We settled into our watch rhythm again, with the gift of a slight wind shift to the east, allowing us to ease the sails from their close-hauled, flat-as-a-butcher’s-knife shape. Our little storm jib was a godsend in these conditions, allowing us to reef or unreef the mainsail as the wind strength demanded. The waves continued to build in size as the day wore on, as a result of the long fetch of sea from the Aegean islands. As we negotiated Sea Rose over a particularly large wave, its crest broke against the windward side of the hull, sending white water over the top of our bimini! That was a first for us.
On the hazy horizon typical of these unsettled days, we could start to make out the outline of Kythira.
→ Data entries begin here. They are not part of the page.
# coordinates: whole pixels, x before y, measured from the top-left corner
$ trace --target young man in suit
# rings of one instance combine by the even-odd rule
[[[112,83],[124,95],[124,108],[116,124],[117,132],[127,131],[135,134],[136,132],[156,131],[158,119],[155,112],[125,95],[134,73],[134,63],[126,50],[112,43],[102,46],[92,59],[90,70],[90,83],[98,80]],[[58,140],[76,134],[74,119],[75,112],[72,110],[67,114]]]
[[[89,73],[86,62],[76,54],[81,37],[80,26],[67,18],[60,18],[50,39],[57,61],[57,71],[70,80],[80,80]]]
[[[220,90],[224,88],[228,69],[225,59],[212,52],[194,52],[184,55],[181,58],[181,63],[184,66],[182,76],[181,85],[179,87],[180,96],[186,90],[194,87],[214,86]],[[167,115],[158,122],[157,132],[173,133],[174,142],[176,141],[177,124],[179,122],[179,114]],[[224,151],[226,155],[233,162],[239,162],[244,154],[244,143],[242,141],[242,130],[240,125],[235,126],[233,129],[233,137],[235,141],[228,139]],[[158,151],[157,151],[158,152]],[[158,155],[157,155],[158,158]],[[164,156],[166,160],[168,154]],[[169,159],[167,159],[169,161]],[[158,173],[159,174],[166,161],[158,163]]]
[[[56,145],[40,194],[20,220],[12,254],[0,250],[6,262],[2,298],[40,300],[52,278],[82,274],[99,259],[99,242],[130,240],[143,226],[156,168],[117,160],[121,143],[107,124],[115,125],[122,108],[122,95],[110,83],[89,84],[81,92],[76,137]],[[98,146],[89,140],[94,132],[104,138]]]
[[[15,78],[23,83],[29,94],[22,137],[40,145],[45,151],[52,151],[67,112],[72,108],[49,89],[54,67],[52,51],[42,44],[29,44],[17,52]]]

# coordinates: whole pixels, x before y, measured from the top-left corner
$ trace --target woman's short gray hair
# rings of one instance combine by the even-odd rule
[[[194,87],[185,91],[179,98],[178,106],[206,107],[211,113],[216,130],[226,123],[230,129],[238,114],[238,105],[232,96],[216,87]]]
Hallelujah! It couldn’t come soon enough. In my foggy, fatigued state of mind, all I could see was a large motor yacht taking up all of the space in Kapsali, the southernmost anchorage. But as visibility improved, we could see several other like-minded sailboats peacefully swinging on their anchors. We dropped sails and motored around to find an open spot. Many eyes were on us as we circled, and one crew yelled across to ask how the conditions had been. They had been waiting all day to just go around the corner of Kythira.
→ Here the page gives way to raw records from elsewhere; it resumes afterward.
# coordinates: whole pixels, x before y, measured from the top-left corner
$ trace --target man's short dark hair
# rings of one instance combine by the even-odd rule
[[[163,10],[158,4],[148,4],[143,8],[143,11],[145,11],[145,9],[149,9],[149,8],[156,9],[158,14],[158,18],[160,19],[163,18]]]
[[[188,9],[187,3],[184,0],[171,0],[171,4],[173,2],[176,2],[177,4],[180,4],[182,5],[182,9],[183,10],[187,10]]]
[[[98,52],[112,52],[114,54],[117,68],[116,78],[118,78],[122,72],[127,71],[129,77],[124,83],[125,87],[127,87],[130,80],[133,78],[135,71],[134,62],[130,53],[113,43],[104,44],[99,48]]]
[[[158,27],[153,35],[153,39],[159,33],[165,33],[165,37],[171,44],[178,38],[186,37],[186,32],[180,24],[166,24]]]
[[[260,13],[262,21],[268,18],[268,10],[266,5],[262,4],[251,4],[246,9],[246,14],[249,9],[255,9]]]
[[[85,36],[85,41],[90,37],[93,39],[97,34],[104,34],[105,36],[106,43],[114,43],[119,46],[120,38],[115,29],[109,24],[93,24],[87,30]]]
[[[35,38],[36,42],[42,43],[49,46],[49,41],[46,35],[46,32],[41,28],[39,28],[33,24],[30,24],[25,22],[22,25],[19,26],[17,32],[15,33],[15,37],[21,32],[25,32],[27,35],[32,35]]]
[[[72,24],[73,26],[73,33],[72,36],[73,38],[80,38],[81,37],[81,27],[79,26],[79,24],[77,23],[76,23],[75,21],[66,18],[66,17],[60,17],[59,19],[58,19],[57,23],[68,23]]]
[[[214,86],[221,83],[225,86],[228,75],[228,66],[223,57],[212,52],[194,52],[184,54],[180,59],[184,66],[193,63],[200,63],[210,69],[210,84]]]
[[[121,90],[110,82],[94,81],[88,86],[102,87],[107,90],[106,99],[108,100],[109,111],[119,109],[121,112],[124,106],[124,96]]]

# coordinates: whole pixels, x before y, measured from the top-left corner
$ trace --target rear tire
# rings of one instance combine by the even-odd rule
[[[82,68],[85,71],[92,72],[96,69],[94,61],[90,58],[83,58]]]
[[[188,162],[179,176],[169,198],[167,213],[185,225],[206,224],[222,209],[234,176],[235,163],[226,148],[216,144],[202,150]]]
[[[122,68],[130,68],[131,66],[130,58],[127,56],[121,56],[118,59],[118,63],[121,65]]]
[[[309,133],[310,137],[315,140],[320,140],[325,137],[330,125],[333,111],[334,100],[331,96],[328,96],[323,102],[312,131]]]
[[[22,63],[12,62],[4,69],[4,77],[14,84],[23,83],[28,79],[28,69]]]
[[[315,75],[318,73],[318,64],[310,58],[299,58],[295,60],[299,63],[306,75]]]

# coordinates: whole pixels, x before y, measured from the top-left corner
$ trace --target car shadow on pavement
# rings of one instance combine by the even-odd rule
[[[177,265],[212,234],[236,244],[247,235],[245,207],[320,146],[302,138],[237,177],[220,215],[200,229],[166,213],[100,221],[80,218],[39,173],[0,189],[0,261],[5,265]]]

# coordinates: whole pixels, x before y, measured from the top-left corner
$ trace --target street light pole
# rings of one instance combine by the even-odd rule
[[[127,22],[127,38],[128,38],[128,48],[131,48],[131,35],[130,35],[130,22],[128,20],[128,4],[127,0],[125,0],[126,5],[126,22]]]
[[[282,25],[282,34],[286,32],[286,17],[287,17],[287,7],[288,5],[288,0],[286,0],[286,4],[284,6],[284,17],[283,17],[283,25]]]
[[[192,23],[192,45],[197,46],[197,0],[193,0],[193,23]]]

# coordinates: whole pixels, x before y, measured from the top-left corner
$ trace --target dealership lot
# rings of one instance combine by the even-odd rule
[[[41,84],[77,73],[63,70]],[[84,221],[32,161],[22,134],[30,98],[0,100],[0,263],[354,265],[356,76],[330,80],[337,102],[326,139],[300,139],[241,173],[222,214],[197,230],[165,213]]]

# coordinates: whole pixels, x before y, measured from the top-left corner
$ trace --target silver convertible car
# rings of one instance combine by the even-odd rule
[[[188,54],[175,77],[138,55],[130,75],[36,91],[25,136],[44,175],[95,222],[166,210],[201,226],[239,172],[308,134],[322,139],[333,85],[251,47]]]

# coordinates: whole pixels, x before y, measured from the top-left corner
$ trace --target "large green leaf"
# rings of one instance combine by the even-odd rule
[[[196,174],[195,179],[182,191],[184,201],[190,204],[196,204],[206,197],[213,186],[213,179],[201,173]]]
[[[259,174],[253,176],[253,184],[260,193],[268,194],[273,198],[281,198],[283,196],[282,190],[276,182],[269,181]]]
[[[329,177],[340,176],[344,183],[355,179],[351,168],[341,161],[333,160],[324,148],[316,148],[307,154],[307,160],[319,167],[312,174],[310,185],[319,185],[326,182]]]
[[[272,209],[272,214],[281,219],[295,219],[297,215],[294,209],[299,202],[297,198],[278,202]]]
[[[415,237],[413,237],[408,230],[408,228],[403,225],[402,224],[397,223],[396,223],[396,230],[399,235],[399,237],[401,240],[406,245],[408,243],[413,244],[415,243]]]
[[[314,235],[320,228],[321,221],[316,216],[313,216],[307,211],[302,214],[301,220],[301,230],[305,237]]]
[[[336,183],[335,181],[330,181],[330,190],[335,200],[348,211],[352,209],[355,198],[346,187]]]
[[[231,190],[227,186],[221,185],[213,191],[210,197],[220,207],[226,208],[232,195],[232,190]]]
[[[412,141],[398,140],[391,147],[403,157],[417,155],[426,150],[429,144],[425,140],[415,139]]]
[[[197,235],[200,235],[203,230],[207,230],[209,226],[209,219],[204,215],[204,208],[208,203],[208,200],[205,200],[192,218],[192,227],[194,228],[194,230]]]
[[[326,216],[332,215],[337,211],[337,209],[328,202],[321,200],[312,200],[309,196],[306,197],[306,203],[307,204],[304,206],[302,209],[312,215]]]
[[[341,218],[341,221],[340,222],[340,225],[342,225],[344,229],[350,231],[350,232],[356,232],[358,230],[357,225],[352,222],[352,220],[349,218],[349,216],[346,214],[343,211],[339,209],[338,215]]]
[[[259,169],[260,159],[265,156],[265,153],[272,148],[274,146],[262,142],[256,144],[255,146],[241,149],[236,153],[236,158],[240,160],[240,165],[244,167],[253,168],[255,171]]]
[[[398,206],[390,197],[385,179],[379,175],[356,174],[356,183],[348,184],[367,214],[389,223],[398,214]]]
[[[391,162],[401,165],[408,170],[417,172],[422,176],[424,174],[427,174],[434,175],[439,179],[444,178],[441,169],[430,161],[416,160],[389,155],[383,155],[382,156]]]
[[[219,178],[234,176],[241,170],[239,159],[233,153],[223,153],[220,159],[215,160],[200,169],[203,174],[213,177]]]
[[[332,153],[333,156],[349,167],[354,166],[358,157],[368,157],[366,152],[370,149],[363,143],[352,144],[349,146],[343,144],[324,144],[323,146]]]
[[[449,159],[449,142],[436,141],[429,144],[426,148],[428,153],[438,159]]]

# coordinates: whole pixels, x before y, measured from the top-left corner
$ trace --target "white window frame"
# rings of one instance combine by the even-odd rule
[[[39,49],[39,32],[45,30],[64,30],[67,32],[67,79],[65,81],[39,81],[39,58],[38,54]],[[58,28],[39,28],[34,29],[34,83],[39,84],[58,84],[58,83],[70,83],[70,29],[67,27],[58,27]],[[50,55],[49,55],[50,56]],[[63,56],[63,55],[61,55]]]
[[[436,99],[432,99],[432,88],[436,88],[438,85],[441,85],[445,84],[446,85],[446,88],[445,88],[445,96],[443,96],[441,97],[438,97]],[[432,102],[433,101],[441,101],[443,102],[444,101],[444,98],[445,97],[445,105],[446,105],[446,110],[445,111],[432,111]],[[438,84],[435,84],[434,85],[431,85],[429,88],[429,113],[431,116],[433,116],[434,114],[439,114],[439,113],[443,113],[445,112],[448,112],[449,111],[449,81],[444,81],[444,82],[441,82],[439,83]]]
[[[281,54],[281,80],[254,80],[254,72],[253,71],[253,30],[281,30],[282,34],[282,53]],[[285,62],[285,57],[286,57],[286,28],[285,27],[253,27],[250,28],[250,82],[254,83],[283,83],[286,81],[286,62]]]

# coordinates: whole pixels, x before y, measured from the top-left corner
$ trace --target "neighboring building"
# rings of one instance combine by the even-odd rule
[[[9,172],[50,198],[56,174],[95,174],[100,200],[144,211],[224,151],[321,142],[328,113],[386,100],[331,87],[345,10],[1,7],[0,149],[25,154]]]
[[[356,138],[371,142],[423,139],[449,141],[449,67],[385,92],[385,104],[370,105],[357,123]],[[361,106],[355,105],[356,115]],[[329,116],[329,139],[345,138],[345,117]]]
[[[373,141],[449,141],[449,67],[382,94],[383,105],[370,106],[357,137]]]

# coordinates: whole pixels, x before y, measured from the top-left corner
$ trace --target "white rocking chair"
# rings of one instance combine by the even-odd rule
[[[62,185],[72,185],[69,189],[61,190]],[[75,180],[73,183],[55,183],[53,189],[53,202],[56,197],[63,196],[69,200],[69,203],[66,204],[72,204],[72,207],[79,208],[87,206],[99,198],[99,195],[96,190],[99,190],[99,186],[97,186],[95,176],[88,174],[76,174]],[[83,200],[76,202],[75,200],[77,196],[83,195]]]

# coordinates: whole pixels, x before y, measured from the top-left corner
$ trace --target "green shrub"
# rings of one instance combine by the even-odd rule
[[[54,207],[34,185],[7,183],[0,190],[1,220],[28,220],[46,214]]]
I used the excuse of checking the anchor to jump overboard and cleanse myself of the stress of the day. We weren’t out of the woods yet, but we had crossed the trickiest, most exposed, stretch of our climb north. How wonderful it felt!
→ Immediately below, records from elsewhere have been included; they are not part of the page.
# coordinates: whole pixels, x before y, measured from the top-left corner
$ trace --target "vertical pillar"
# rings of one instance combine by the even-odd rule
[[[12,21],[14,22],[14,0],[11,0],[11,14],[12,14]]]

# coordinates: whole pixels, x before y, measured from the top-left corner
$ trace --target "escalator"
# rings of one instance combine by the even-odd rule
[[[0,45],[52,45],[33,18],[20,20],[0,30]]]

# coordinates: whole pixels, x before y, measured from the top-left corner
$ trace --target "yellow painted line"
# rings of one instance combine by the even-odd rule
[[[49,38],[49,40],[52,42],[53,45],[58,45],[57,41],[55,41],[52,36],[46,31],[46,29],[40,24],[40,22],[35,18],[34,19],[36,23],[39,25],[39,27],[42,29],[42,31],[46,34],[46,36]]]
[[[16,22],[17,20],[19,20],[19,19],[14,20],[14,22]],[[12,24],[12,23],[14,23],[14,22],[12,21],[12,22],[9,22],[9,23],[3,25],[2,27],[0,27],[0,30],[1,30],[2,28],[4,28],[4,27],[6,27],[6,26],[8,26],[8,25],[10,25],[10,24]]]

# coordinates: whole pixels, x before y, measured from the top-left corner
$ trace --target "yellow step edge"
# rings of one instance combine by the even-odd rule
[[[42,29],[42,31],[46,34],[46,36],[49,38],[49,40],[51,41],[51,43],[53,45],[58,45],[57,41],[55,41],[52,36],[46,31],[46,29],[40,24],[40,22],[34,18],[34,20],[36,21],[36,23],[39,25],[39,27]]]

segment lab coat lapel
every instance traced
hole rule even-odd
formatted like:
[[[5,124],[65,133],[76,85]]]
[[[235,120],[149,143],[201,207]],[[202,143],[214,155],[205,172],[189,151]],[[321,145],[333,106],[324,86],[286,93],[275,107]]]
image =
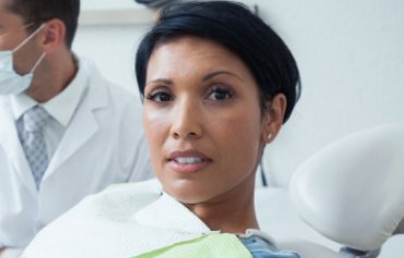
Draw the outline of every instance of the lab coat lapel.
[[[91,85],[84,93],[83,99],[50,160],[44,180],[55,173],[62,163],[97,133],[99,125],[95,119],[95,113],[110,105],[106,86],[97,78],[99,76],[91,79]]]
[[[167,194],[135,214],[141,225],[182,233],[209,233],[210,229],[189,209]]]
[[[23,147],[21,146],[16,126],[10,110],[11,103],[7,99],[0,99],[0,145],[4,148],[8,160],[14,171],[35,196],[37,194],[34,177],[26,160]]]

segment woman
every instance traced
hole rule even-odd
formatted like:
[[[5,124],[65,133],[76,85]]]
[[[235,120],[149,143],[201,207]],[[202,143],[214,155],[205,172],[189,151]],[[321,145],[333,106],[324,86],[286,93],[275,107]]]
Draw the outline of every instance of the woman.
[[[191,257],[190,246],[193,257],[298,257],[259,231],[253,207],[263,149],[300,93],[282,39],[237,3],[176,4],[141,41],[135,70],[161,185],[86,198],[24,257]]]

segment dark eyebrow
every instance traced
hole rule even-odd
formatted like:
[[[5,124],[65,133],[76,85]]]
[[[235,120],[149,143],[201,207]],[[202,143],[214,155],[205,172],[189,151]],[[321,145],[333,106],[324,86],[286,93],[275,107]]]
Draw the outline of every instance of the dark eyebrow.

Karen and I didn’t want to waste the remaining daylight so we were soon dinghying ashore to find European tourists-a-plenty enjoying a little time under a beach umbrella here, a stool at an outdoor bar over there, and a slow pedal of a beach cruiser bike in front of us. We learned later that this out-of-the-way Greek island had recently pivoted to a refuge of the well-heeled young. Our hike up to the top of the town confirmed this, as we took in the sweeping mediterranean views with smartly dressed couples, some of whom we would dine next to later in the evening amongst the well appointed outdoor cafes. Even a pandemic couldn’t stop the march of progress here!
Kythira put us within striking distance of the actual Peloponnese coast, and we set out the next morning to make it so. Our goal was the perfectly oval shaped harbor of Elafonisos, but to get there we had to cross the busy shipping lanes north of Kythira. Tankers, containerships, overnight ferries – ships of all types navigate through this narrow passage as they head between the east and west of the Med.
Like a pedestrian waiting for a break in the traffic before crossing a busy street, we found an opening and jumped at it. Entering Elafonisos shortly after, we found plenty of shallow water options amongst the existing sailboats and easily settled Sea Rose down for the night. To our surprise, ashore was a beautiful sandy beach, with a thin isthmus that led to a bluff made of velvety soft sand dunes – a rarity here in Greece – where we joined the youth of the world to enjoy the lingering glow of the sunset.
With the setting sun, we also close a chapter in our summer sail, saying goodbye to the distinct and non-conformist beauty of Crete, and to vigorous airborne days of open water sailing, to begin a new chapter of coastal hopping the Peloponnese. We knew nothing about this area of Greece, but our pre-reading was giving us a glimpse into a tantalizing future. It was time to rest up for more adventure!